Cada um desses centros representou um novo começo, e não foi diferente a sensação que experimentei em dezembro de 2009, quando, ao assumir a coordenadoria de Literatura, deparei com os 230m2 da Reserva Técnica Literária, construção anexa à Casa da Gávea. O branco estonteante do primeiro andar, novinho em folha, em pouco tempo seria povoado pelo acervo de Iconografia e seus funcionários, assim como de parte da Fotografia. No segundo andar, onde me instalei com uma equipe de cinco funcionários, ligávamos os computadores recém-comprados, enquanto operários puxavam fios, fixavam armários e retocavam paredes. Não demorou que chegassem os caminhões das transportadoras, trazendo os acervos de Literatura com seus mais de 150 mil itens, biblioteca de aproximadamente 50 mil livros, dando sentido ao branco profundo daquele segundo salão. Vindos de São Paulo, os acervos literários se centralizavam no Rio de Janeiro. Começava uma nova era do IMS, sob a gestão de Flávio Pinheiro, superintendente de 2008 ao final de agosto de 2020.

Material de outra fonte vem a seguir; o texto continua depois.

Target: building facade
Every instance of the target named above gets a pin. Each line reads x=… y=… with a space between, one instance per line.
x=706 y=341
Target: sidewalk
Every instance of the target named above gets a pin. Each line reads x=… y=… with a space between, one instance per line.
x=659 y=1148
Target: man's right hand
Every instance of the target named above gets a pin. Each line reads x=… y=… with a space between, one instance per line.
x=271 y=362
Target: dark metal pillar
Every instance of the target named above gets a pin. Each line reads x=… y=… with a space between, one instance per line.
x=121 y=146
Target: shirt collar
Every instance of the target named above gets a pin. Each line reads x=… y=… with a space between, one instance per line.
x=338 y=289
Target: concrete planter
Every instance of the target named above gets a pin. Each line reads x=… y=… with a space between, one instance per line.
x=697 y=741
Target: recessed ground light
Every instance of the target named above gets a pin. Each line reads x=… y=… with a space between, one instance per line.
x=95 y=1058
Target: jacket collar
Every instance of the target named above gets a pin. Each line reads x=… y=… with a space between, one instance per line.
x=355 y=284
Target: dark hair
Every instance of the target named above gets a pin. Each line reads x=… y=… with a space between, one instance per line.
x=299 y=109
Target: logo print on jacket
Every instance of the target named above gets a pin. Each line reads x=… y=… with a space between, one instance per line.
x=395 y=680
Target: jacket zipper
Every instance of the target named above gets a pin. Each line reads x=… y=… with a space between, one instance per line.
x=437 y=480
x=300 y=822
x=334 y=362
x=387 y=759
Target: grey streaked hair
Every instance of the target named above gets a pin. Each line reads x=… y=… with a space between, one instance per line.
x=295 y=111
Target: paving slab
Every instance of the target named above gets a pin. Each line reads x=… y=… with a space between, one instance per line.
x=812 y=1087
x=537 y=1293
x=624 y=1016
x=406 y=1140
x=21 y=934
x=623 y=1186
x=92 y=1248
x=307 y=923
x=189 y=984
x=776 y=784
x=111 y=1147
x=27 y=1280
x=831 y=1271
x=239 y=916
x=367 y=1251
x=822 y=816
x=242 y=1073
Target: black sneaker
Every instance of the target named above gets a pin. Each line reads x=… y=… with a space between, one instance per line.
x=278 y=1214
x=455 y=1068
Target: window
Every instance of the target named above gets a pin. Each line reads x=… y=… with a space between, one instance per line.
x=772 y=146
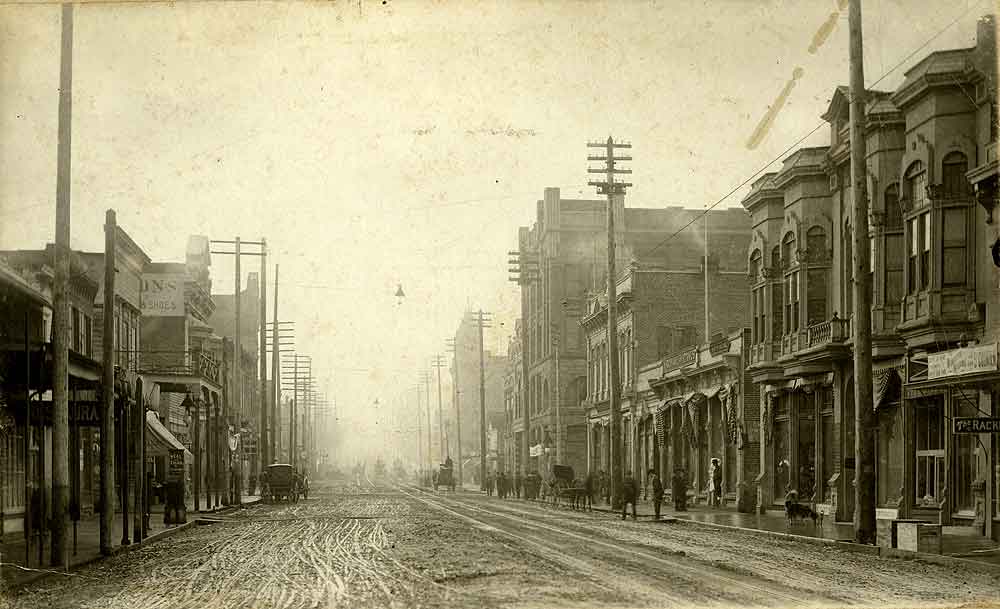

O IMS Poços, hoje sob a direção de Haroldo Gessoni, naturalmente, integrou-se à programação intensa desses anos trepidantes, durante os quais foram erguidos quatro extraordinários pilares de representação da cultura brasileira, com material extraído dos acervos: o Departamento de Fotografia, por meio de exposições, catálogos e debates, deu ao fotojornalismo o lugar de prestígio que merece; o Departamento de Iconografia investiu na preservação e divulgação de desenhistas como J. Carlos, Millôr Fernandes e, recentemente, Claudius, ampliando a compreensão da expressão popular na imprensa; o Departamento de Música, com o excepcional site da Discografia Brasileira, além de outros como o de Pixinguinha, faz assonância às artes visuais; e a crônica brasileira, por natureza ligada aos três, fixou-se no Portal a ela destinado, criado pelo Departamento de Literatura. Isso apenas para lembrar a solidez dos quatro pilares, sem mencionar tudo o que derivou deles, nem as realizações que os tangenciaram.

Voltando à foto do dia 8 de agosto de 1992, dia da inauguração do IMS Poços, constata-se que três daqueles entusiasmados senhores, hoje em outra galáxia, têm seus arquivos sob a guarda do IMS: Otto Lara Resende, dono do arquivo-fundador do Departamento de Literatura, Jurandir Ferreira e Francisco Iglésias.

A semente do IMS Poços é fecunda e explodiu na avenida Paulista 2424, no belo prédio do IMS Paulista, construído e inaugurado durante a gestão Flávio Pinheiro. São agora três sedes – Poços, Rio e São Paulo, começando uma nova etapa de vida com a direção de Marcelo Araújo, João Fernandes e Jânio Gomes desde o segundo semestre de 2020.

Elvia Bezerra é pesquisadora de literatura brasileira e colaboradora no IMS.